Congressional Republicans’ plan to make draconian cuts to social spending in a bid to avoid defaulting on the national debt could eliminate federally funded rent vouchers for over a third of the 2.3 million U.S. households that rely on them for housing.
That includes an estimated 21,000 Georgia families among 800,000 nationally at risk of losing their rent subsidies. In Georgia, 54,989 households—including 17,684 in Atlanta—depend on the U.S. Department of Housing and Urban Development’s (HUD) Housing Choice Voucher Program to stay housed, according to federal data.
The House Appropriations Committee’s latest proposed budget bills could cut “at least 30% across programs including education, research, public safety, public health, and other areas,” including HUD’s rent voucher program, the White House said in a May 23 press release.
The White House warned that the proposed Republican appropriations bills—which Democratic Congress members have derided as the “Default on America Act”—also could eliminate emergency housing voucher funding, harming another 1,390 Georgians who are homeless, at risk of homelessness, or escaping from domestic violence.
Housing funding already scarce
There already aren’t enough Section 8 vouchers to meet low-income Georgian’s need for housing, and the state’s housing agencies can’t afford to absorb such a financial blow, HUD and local housing advocates told Atlanta Civic Circle, amid a dire affordability crisis that’s getting worse.
There are almost 25,000 Atlantans on the waitlist for Section 8 vouchers from Atlanta Housing, the city’s public housing authority—and even people who’ve obtained rent vouchers often still can’t find landlords who will accept them. (Voucher recipients pay up to a third of their monthly income on rent, and the HUD subsidies cover the rest.)

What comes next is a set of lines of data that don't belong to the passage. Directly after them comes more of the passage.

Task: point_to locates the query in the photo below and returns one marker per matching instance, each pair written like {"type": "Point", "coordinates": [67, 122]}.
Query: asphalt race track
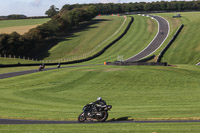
{"type": "Point", "coordinates": [154, 45]}
{"type": "Point", "coordinates": [161, 36]}
{"type": "Point", "coordinates": [10, 121]}
{"type": "Point", "coordinates": [14, 74]}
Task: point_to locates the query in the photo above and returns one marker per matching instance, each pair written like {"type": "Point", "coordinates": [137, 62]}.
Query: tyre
{"type": "Point", "coordinates": [103, 117]}
{"type": "Point", "coordinates": [81, 117]}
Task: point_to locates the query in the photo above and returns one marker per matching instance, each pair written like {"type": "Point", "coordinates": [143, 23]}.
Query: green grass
{"type": "Point", "coordinates": [22, 22]}
{"type": "Point", "coordinates": [16, 61]}
{"type": "Point", "coordinates": [141, 92]}
{"type": "Point", "coordinates": [186, 48]}
{"type": "Point", "coordinates": [141, 33]}
{"type": "Point", "coordinates": [99, 128]}
{"type": "Point", "coordinates": [84, 41]}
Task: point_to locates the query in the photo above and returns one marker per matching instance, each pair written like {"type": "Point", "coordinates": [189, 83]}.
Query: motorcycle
{"type": "Point", "coordinates": [90, 113]}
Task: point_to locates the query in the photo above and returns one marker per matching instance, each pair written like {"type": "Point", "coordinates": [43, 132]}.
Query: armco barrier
{"type": "Point", "coordinates": [81, 60]}
{"type": "Point", "coordinates": [119, 63]}
{"type": "Point", "coordinates": [169, 44]}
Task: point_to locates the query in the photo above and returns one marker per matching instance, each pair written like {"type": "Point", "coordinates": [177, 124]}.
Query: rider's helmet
{"type": "Point", "coordinates": [99, 99]}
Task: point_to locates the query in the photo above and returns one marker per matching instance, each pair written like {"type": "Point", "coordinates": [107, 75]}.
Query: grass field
{"type": "Point", "coordinates": [84, 41]}
{"type": "Point", "coordinates": [99, 128]}
{"type": "Point", "coordinates": [21, 26]}
{"type": "Point", "coordinates": [138, 91]}
{"type": "Point", "coordinates": [186, 48]}
{"type": "Point", "coordinates": [141, 33]}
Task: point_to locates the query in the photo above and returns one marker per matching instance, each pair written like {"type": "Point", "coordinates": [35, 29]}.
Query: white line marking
{"type": "Point", "coordinates": [153, 40]}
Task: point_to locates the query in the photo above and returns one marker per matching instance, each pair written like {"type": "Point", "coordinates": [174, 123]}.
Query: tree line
{"type": "Point", "coordinates": [40, 37]}
{"type": "Point", "coordinates": [164, 6]}
{"type": "Point", "coordinates": [70, 16]}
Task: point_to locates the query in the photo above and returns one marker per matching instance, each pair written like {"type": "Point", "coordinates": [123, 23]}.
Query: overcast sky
{"type": "Point", "coordinates": [38, 7]}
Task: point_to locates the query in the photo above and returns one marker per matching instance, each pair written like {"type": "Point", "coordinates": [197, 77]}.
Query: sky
{"type": "Point", "coordinates": [39, 7]}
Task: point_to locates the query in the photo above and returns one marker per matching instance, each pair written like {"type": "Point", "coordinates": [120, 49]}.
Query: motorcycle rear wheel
{"type": "Point", "coordinates": [81, 117]}
{"type": "Point", "coordinates": [104, 116]}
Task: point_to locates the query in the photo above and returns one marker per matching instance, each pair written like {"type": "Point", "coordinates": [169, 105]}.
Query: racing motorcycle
{"type": "Point", "coordinates": [91, 113]}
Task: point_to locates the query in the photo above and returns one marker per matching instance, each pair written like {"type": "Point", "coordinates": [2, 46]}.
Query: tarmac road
{"type": "Point", "coordinates": [10, 121]}
{"type": "Point", "coordinates": [14, 74]}
{"type": "Point", "coordinates": [161, 36]}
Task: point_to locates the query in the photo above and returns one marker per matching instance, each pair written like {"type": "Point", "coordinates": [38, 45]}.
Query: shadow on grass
{"type": "Point", "coordinates": [126, 118]}
{"type": "Point", "coordinates": [84, 26]}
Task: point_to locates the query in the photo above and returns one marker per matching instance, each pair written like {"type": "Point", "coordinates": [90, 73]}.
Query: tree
{"type": "Point", "coordinates": [52, 11]}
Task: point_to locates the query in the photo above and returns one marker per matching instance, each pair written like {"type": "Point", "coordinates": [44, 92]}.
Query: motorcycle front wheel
{"type": "Point", "coordinates": [81, 117]}
{"type": "Point", "coordinates": [103, 117]}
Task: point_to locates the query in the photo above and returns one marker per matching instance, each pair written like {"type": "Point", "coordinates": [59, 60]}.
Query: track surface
{"type": "Point", "coordinates": [162, 34]}
{"type": "Point", "coordinates": [7, 121]}
{"type": "Point", "coordinates": [14, 74]}
{"type": "Point", "coordinates": [154, 45]}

The situation is the same in other big cities. “In many parts of the country, long wait lists for rental assistance create barriers for people seeking federally assisted housing,” said HUD spokesperson Shannon Watkins in a statement to Atlanta Civic Circle. “This is the result of insufficient appropriations to fund rental assistance for every family with acute housing needs.”
Bambie Hayes-Brown, the CEO of Georgia Advancing Communities Together, a coalition of over 100 affordable housing and community development agencies, said the proposed cuts to housing funding would be devastating to lower-income Georgians.
“Wages have remained stagnant and have not grown at the percentage that rents have, and when we see, for our proposed budget, cuts for the Housing Choice Voucher Program, that is very concerning,” she said, urging people to contact their congressional representatives “to let them know we want our most vulnerable populations to be stably housed.”
Hayes-Brown said the proposed cuts would place enormous strain on the Georgia Department of Community Affairs, Atlanta Housing, and the state’s other public housing authorities that support housing for senior citizens, military veterans, families, and “all the people we say we care about.”
The National Low Income Housing Coalition also issued a call to action this week for Americans to call their congresspeople and urge that any agreement to lift the debt ceiling “protects and expands resources to help people with the lowest incomes find a safe, stable, accessible, and affordable place to call home.”
“Terrible,” was Housing Justice League executive director Alison Johnson’s response to the proposed federal budget cuts. The group is calling on Georgia’s U.S. representatives and Sens. Jon Ossoff and Raphael Warnock to “push Congress not to cut those housing safety programs,” she said. “We will protest our senators if they don’t take a stand. Georgia can’t afford these cuts,” she said.
Housing Justice League and other advocacy groups are planning protests to advocate for boosting, not cutting, housing safety net programs.
Cutting the emergency housing vouchers for homeless people “would be devastating,” because the program is already underfunded, said Cathryn Vassell, who heads Partners for Home, Atlanta’s homeless services arm. “We need more funding and subsidy to be able to rehouse people experiencing homelessness at the pace and scale that is necessary,” she said.
But Atlanta Housing CEO Eugene Jones, who’s also run the Chicago and Toronto public housing authorities, said it’s too soon to panic about any proposed housing funding cuts. “It is premature to speculate what might happen, if anything at all,” he said in an email.